In a phase III trial reported in The New England Journal of Medicine, Perry et al found that adding temozolomide to short-course radiotherapy improved overall survival in patients aged ≥ 65 years with newly diagnosed glioblastoma. The survival advantage was largest among patients with methylated O6-methylguanine–DNA methyltransferase (MGMT) status.

Study Details

In the open-label trial, 562 patients from sites in Europe, Canada, Australia, New Zealand, and Japan were randomized between November 2007 and September 2013 to receive radiotherapy with concurrent and adjuvant temozolomide (n = 281) or radiotherapy alone (n = 281). Patients were considered by their physicians to be unsuitable for conventional radiotherapy (60 Gy in 30 fractions over 6 weeks) in combination with temozolomide. Radiotherapy was planned using three-dimensional planning systems, for a total dose of 40.05 Gy given in 15 daily fractions over 3 weeks. Concurrent temozolomide was given at 75 mg/m2/d for 21 consecutive days from day 1 until the final day of radiotherapy; adjuvant temozolomide was given at 150 to 200 mg/m2/d for 5 consecutive days of 28-day cycles for up to 12 cycles or until disease progression. The primary endpoint was overall survival in the intent-to-treat population.

For the temozolomide vs control groups: 61% of both were male; median age was 73 years with 29% vs 30% aged ≥ 76 years; Eastern Cooperative Oncology Group performance status was 2 in 23% in both and 0 or 1 in all other patients; median Mini-Mental State Examination score was 27 in both; 74% vs 76% were receiving corticosteroid treatment; 68% of both underwent partial or complete resection; and 49% vs 45% had methylated MGMT status.

Survival Outcomes

For the small group of surviving patients, median follow-up was 17 months. A total of 86 patients in the temozolomide group did not receive adjuvant temozolomide.

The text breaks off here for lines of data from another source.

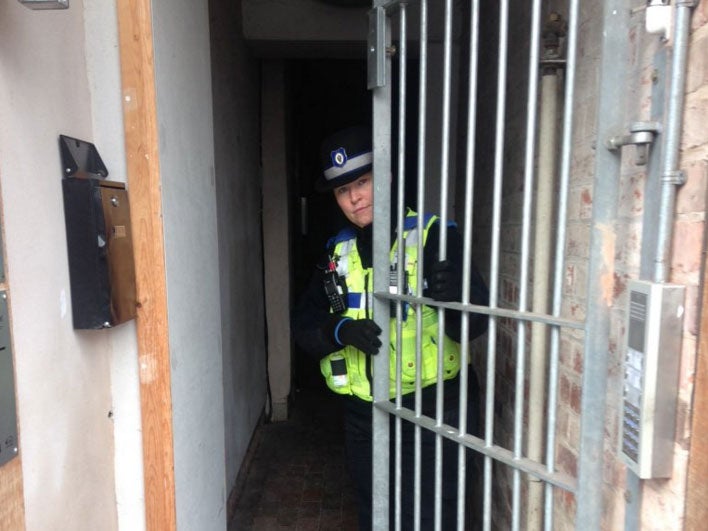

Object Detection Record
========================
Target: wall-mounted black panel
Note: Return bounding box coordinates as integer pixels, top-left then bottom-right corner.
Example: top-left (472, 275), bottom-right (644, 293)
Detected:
top-left (62, 178), bottom-right (136, 329)
top-left (0, 291), bottom-right (19, 466)
top-left (59, 135), bottom-right (136, 329)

Median overall survival was 9.3 months (95% confidence interval [CI] = 8.3–10.3 months) in the temozolomide group vs 7.6 months (95% CI = 7.0–8.4 months) in the control group (hazard ratio [HR] = 0.67, P < .001). Median overall survival was 13.5 months vs 7.7 months among 165 patients with methylated MGMT status (HR = 0.53, P < .001) and 10.0 months vs 7.9 months among 189 with unmethylated MGMT status (HR = 0.75, P = .055; P =.08 for interaction).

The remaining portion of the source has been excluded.